There are other contenders. Arjuna Ranatunga's indefatigable leadership galvanised them through the 1995 Murali throwing controversy to triumph at the 1996 World Cup. Muralitharan's world record wicket-taking spin and Boxing Day tsunami heroics gift him a special place in the nation's heart.
Mahela Jayawardene, like Sangakkara, has made 10,000 runs and has few peers in mixing geniality with competitiveness as a captain.
Sangakkara's average is the highest by a Sri Lankan. Jayawardene is next (for those who have played more than four tests), at 49.41, ahead of the third test against Australia.
After Mitchell Johnson fractured Sangakkara's left index finger in Melbourne, he may never return to play tests in Australasia - the earliest opportunity is when New Zealand host Sri Lanka in 2014-15.
Sangakkara averages 'only' 48 against New Zealand in 10 tests after struggling in the recent series.
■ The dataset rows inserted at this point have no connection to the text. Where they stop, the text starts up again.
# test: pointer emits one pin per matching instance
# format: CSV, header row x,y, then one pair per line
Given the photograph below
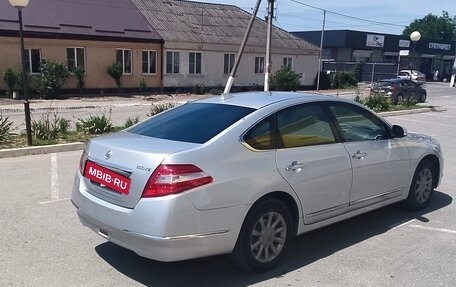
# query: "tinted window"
x,y
261,136
304,125
358,124
195,122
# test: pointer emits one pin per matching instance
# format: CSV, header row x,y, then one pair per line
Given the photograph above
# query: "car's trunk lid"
x,y
118,166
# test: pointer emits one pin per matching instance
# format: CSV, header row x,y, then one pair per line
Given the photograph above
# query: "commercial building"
x,y
389,51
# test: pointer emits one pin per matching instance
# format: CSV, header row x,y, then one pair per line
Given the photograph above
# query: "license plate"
x,y
107,177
Perhaps his most significant innings in this country was 156 not out as part of 268 at Wellington in December 2006 when Sri Lanka won the second test.
Making 59 per cent of a team's runs, as he did at the Basin Reserve, is rare, yet Sangakkara scored 100 not out as part of 170 in the previous test loss at Christchurch.
He was a pleasure to observe: checked straight drives, flowing arms cover driving, poise waiting to clip any balls drifting on to his pads, resolute defence.
From the vaulted ceiling at Kandy's Old Trinitians' Sports Club, a coat of arms draped from the roof reads Respice Finem (the Latin translation: "Look towards the end"). This is the motto of the club's alma mater, Trinity College, where Sangakkara was a pupil.
In 1996, when he was senior prefect (head boy), top scholar and sportsman, the country won the World Cup. He was playing international cricket in four years, driven by that 1996 team's emergence as a microcosm of how he wanted Sri Lankan society to be.
It was "players from different backgrounds, ethnicities and religions sharing their common joy, their passion and love for each other and their motherland".
Sangakkara will now start to 'look towards the end' as he contemplates how long to continue his 115-test career. Against New Zealand in October, his batting lacked its characteristic poise, albeit with a slight reprieve in Australia.
When wicketkeeper Prasanna Jayawardene was injured in the Melbourne test, Sangakkara's glovework lacked the sharpness of old.
Sangakkara has dealt with considerable political and social upheaval during his career. Monumental events like the 2004 Boxing Day tsunami, the Lahore terrorist attack on the team bus in March 2009 and the end to the Sri Lankan civil war in May 2009 have been threaded through it. In 2006, when Muralitharan took responsibility to organise part of the post-tsunami recovery operation, Sangakkara, Jayawardene and others drove around and helped in convoys, even observing warring factions coming together to help each other.
During the Lahore bus attack he took a bullet in the shoulder and a seat where his head had been moments earlier was also sprayed. He said of the incident: "It is strange how clear your thinking is. I did not see my life flash by. There was no insane panic. There was absolute clarity and awareness of what was happening at that moment."
Sangakkara now has to decide with that same clarity when it is the perfect moment to leave the game. He deserves to be remembered in Hadlee fashion.